XEOMIN for Blepharospasm

“When XEOMIN came out, it helped me. I can keep my eyes open right now; before I had no control… to have to keep trying to keep my eyes open was exhausting. Now I am in control.”
Dona, 59, blepharospasm patient

Reduces severity of disease symptoms, including involuntary eye closure

XEOMIN® (incobotulinumtoxinA) is indicated for the treatment of adults with blepharospasm with onabotulinumtoxinA (Botox®) prior treatment.1

Proven effective in the treatment of blepharospasm

Efficacy vs placebo

XEOMIN demonstrated significant improvements in the Jankovic Rating Scale (JRS) Severity Subscore at week 6 compared with baseline and placebo.2*

Studied in nearly 400 patients with blepharospasm in clinical trials worldwide.3

Nearly all patients (99%) were pretreated with another neurotoxin therapy as per the indication for XEOMIN in the treatment of blepharospasm.3

Study design

Phase 3, multicenter, double-blind study in which 109 patients (ITT population) were randomized 2:1 to receive a single treatment with XEOMIN (n=75) or placebo (n=34). Male and female patients 18–80 years of age were eligible if they had bilateral benign essential blepharospasm previously treated with Botox, a JRS Severity Subscore ≥2, and at least 10 weeks had passed since their previous administration of onabotulinumtoxinA. Each patient in the XEOMIN group received a dose of XEOMIN that was similar to their most recent onabotulinumtoxinA injection sessions prior to study entry. The mean dose of XEOMIN was approximately 33 units per eye. Change in JRS Severity Subscore from baseline was the primary efficacy endpoint.2


*Missing values replaced with last observation carried forward.

Patient population

Patients with any significant neuromuscular disease that might interfere with the study were excluded from enrollment. Patients were randomized (2:1) to receive a single administration of XEOMIN (n=75) or placebo (n=34). The mean age of the study patients was 62 years, and 65% of the patients were women.

Methods

Each patient in the XEOMIN group received a XEOMIN treatment (dose, volume, dilution, and injection sites per muscle) that was similar to the most recent onabotulinumtoxinA injection sessions prior to study entry. The highest dose permitted in this study was 50 units per eye; the mean XEOMIN dose was 33 units per eye. Patients were assessed during clinic visits at weeks 3 and 6, and then by telephone or at clinic visits every 2 weeks up to week 20.1

Results

The study was completed by 94% of study patients. Approximately one-third of patients had other dystonic phenomena; in all but 1% this was limited to facial, cervical, perioral, and mandibular muscles. No patients discontinued the study prematurely due to adverse events.1

The primary efficacy endpoint was the change in JRS Severity Subscore from baseline to week 6 post-injection, in the ITT population, with missing values replaced by the patient’s most recent value (i.e., last observation carried forward). In the ITT population, the difference between the XEOMIN group and the placebo group in the change of the JRS Severity Subscore from baseline to week 6 was -1.0 (95% CI -1.4; -0.5) points. Comparison of the XEOMIN group with the placebo group was statistically significant at P<0.001.

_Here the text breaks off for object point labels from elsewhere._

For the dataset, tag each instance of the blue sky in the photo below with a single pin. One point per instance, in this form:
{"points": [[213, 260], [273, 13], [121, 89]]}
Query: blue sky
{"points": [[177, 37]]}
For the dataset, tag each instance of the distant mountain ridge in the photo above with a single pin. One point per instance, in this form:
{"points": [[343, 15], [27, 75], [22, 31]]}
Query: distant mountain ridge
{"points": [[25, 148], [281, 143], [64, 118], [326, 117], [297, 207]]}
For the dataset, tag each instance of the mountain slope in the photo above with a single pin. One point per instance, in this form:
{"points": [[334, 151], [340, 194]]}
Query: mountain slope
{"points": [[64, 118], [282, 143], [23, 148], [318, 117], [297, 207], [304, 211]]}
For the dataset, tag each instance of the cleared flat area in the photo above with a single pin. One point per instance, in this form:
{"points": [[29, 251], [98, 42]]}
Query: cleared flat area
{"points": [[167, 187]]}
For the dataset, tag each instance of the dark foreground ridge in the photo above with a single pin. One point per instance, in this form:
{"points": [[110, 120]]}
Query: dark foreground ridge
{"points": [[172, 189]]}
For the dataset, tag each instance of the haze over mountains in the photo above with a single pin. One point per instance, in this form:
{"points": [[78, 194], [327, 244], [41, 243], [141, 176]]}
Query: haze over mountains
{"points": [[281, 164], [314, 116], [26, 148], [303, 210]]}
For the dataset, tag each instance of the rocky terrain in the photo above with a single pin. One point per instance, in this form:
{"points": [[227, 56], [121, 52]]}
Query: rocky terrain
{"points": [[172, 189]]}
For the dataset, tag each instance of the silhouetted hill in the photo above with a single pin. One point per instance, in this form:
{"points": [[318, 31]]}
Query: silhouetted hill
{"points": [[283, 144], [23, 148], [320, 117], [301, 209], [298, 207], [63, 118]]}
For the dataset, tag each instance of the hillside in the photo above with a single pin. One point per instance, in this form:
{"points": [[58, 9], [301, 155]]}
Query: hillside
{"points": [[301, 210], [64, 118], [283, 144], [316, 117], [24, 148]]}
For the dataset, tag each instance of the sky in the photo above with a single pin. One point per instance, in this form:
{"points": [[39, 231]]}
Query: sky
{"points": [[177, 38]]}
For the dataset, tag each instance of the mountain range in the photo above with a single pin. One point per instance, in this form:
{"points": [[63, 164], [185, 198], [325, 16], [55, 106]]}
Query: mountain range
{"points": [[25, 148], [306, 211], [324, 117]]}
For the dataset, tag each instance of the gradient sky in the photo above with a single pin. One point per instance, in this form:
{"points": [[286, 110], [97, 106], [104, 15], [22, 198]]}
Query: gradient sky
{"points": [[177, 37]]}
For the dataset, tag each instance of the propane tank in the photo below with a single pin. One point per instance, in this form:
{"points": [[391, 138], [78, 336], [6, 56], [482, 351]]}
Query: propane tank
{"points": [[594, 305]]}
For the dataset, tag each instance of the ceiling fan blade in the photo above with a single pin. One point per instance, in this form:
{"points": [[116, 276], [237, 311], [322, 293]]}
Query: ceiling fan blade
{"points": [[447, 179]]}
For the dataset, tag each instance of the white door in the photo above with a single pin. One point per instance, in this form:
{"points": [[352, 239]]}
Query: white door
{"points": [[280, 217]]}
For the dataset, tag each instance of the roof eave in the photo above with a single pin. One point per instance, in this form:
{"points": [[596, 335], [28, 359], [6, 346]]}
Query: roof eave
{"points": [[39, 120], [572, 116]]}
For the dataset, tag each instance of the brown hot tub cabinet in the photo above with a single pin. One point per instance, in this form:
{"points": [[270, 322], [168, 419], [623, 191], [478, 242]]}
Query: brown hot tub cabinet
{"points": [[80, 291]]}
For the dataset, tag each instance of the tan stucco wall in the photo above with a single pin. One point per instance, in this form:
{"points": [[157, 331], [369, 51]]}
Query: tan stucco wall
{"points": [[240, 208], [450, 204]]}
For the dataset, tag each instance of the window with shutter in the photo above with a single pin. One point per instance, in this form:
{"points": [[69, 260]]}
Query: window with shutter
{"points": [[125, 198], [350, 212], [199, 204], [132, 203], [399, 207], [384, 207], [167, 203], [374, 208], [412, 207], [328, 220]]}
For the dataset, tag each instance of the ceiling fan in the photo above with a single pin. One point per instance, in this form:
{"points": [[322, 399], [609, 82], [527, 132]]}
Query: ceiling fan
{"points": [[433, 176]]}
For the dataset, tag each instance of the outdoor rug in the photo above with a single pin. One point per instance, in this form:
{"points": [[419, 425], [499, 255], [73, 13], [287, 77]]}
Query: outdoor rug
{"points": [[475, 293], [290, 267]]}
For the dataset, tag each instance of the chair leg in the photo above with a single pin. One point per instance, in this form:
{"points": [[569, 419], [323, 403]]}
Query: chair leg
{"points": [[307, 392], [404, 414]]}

Examination of age and gender subgroups did not identify substantial differences in response to XEOMIN among these subgroups. There were too few African-American patients to assess efficacy in that population.

Efficacy vs active comparator (Botox)

XEOMIN and Botox were similarly effective in treating the symptoms of blepharospasm as measured by the JRS Sum Score at week 3. 4

Study design

A randomized, double-blind, multicenter trial in subjects previously treated with onabotulinumtoxinA (Botox). The mean total doses of study medication injected were similar in the 2 groups (XEOMIN: 39.6 units, SD: 13.3 units; Botox: 40.8 units, SD: 14.2 units).4 Dose used was equivalent to the last 2 treatments with Botox (maximum 35 U/eye).4

References

  1. XEOMIN® [package insert]. Raleigh, NC: Merz North America, Inc; 2015.
  2. Jankovic J, Comella C, Hanschmann A, Grafe S. Efficacy and safety of incobotulinumtoxinA (NT 201, Xeomin) in the treatment of blepharospasm—a randomized trial. Mov Disord. 2011;26(8):1521-1528.
  3. Data on file. Raleigh, NC: Merz North America, Inc.
  4. Roggenkämper P, Jost WH, Bihari K, Comes G, Grafe S. Efficacy and safety of a new botulinum toxin type A free of complexing proteins in the treatment of blepharospasm. J Neural Transm. 2006;113(3):303-312.